Meanwhile--a lethal plague is ravaging planets and now Grass itself is in harm's way. It's up to one human woman, Lady Marjorie Westriding Yrarier, to travel to the unusual world and study it's bizarre lifeforms, its non-human alien residents...and the secret of the planet itself, which seems oddly unaffected by the deadly world plague.

Parable of the Sower (by Octavia Butler)

There's a reason author Octavia Butler made it on our list of greatest sci-fi authors--and one reason is Parable of the Sower, her dystopian novel of the future. Lauren Olamina (who, by the way, is on our list of greatest female protagonists) lives in a safe haven neighborhood outside of Los Angeles, now a deathtrap of drugs and violence. Oh, wait...that's actually not very different from today's L.A.

Lauren’s dad and a few other brave souls venture out in an effort to try and teach people who to behave properly (never a wise choice), as she, meanwhile, fights her miserable condition known as hyperempathy. Mild spoiler: her family dies, pushing her out of her safe little nest and into the apocalyptic world full of pain...pain she cannot block herself from feeling. So she, along with a band of other misfits, attempts to flee north as they harbor a secret idea--one which might potentially save the human race from extinction.

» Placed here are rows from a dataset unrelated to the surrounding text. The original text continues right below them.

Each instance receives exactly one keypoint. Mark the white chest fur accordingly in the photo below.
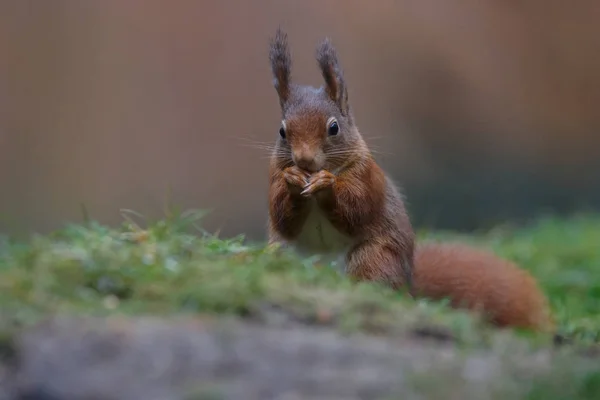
(319, 236)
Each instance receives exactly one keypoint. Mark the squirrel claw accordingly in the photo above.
(318, 181)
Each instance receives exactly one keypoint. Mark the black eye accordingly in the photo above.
(333, 129)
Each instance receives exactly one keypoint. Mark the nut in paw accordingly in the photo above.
(319, 181)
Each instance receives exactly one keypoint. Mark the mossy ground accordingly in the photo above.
(172, 267)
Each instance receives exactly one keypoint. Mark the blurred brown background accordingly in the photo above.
(483, 110)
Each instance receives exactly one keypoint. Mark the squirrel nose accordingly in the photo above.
(305, 162)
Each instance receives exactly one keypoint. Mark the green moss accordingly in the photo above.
(167, 268)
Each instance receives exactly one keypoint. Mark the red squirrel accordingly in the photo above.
(328, 196)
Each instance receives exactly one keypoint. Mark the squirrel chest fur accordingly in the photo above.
(319, 235)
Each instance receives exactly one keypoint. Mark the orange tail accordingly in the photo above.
(478, 280)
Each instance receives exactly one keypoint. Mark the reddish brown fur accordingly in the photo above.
(478, 280)
(335, 180)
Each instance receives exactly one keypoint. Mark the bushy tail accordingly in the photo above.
(478, 280)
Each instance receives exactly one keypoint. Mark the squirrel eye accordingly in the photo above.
(282, 130)
(333, 128)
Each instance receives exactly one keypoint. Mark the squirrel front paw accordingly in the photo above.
(318, 181)
(296, 179)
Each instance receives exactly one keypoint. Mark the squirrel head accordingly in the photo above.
(317, 129)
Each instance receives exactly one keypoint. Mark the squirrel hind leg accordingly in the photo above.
(377, 261)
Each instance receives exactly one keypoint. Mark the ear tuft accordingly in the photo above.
(333, 75)
(281, 64)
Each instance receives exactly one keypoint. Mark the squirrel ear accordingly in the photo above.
(332, 73)
(281, 63)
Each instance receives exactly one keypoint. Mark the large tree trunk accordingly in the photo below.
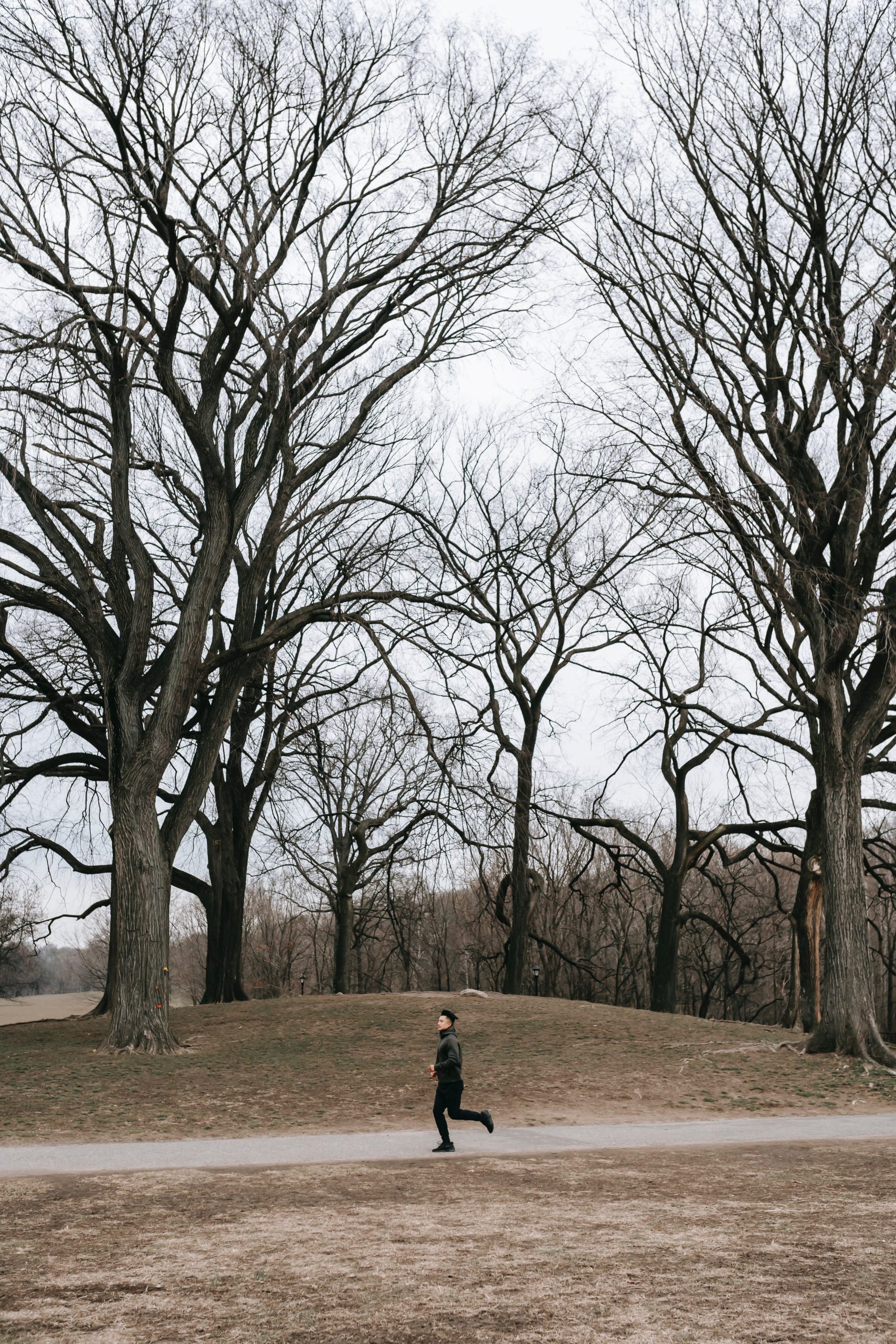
(808, 911)
(666, 970)
(518, 944)
(143, 889)
(112, 956)
(848, 1022)
(227, 843)
(225, 921)
(343, 942)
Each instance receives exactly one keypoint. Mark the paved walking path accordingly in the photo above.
(289, 1150)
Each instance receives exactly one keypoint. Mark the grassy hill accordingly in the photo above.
(355, 1064)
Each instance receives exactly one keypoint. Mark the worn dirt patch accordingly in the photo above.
(359, 1064)
(767, 1246)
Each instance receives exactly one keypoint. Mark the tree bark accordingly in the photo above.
(848, 1022)
(808, 911)
(143, 889)
(225, 920)
(343, 942)
(518, 941)
(112, 956)
(666, 971)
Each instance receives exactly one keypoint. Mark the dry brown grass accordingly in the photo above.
(781, 1244)
(324, 1064)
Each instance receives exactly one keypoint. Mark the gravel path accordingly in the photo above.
(291, 1150)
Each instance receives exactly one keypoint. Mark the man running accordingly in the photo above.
(450, 1084)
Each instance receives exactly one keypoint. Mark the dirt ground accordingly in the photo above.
(359, 1064)
(39, 1007)
(782, 1244)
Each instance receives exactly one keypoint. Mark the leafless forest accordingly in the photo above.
(320, 676)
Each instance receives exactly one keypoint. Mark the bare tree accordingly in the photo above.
(516, 569)
(233, 234)
(356, 783)
(19, 915)
(745, 250)
(700, 714)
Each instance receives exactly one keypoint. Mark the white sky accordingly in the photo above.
(563, 32)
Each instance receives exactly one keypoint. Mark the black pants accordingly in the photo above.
(448, 1097)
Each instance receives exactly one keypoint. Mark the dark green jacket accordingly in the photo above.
(448, 1058)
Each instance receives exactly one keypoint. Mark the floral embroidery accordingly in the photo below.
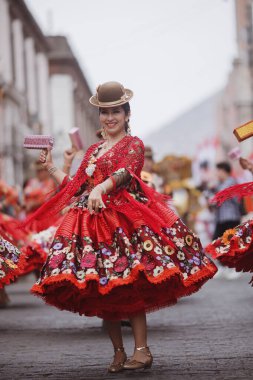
(227, 236)
(147, 245)
(117, 259)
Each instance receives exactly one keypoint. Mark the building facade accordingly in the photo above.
(70, 95)
(236, 104)
(41, 90)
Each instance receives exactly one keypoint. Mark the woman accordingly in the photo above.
(235, 247)
(11, 266)
(120, 251)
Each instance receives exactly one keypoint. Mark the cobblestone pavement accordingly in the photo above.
(205, 336)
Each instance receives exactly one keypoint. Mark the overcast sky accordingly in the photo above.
(171, 53)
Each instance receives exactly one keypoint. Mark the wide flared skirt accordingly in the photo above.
(235, 247)
(115, 265)
(11, 262)
(37, 249)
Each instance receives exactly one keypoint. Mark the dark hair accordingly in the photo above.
(225, 166)
(127, 110)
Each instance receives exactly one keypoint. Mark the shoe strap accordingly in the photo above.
(119, 349)
(141, 348)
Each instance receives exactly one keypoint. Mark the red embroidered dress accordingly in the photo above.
(11, 262)
(235, 247)
(134, 256)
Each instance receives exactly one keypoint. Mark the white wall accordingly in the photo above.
(62, 111)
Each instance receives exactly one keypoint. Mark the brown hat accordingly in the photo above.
(111, 94)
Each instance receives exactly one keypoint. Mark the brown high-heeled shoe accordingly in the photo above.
(118, 366)
(144, 361)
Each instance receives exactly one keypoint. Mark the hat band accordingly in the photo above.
(123, 97)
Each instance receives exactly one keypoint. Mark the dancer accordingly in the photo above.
(11, 266)
(120, 251)
(234, 248)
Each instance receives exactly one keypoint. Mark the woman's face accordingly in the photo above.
(113, 120)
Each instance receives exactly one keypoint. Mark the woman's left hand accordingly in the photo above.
(95, 202)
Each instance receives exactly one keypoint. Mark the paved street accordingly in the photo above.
(206, 336)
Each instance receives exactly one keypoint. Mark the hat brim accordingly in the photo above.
(128, 96)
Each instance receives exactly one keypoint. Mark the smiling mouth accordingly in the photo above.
(111, 124)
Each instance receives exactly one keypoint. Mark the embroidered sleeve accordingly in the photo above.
(132, 163)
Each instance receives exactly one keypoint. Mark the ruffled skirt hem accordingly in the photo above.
(121, 298)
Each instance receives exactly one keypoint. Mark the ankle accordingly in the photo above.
(141, 348)
(119, 349)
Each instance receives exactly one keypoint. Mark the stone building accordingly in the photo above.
(236, 103)
(42, 90)
(70, 95)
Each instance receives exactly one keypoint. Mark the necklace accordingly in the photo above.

The Anubis Gates (by Tim Powers)

Winner of the Philip K. Dick Award, fans of mind-bending time travel will enjoy this story from trippy author Tim Powers. Featuring a Rogue's Gallery of weirdos, The Anubis Gates tells the tale of Professor Brendon Doyle...and it's a tale fraught with twists and turns as he encounters--and in some cases fights--everything and everyone from Egyptian sorcerers, werewolf, deformed clowns, and even Lord Byron! Occasionally hard to follow, The Anubis Gates is a solid classic worth the effort if you're willing to make it.

Stories of Your Life and Others (by Ted Chiang)

What happens when your life is turned upside down by, oh, I don't know--the sudden realization that we're not alone in the universe? Or that artificially intelligent beings are about to start taking over and running things? Well, you'd probably do what you've always done...try to go with the flow and make the best of it. You face reality, such as it is, and you get used to it. It becomes the new normal for you. 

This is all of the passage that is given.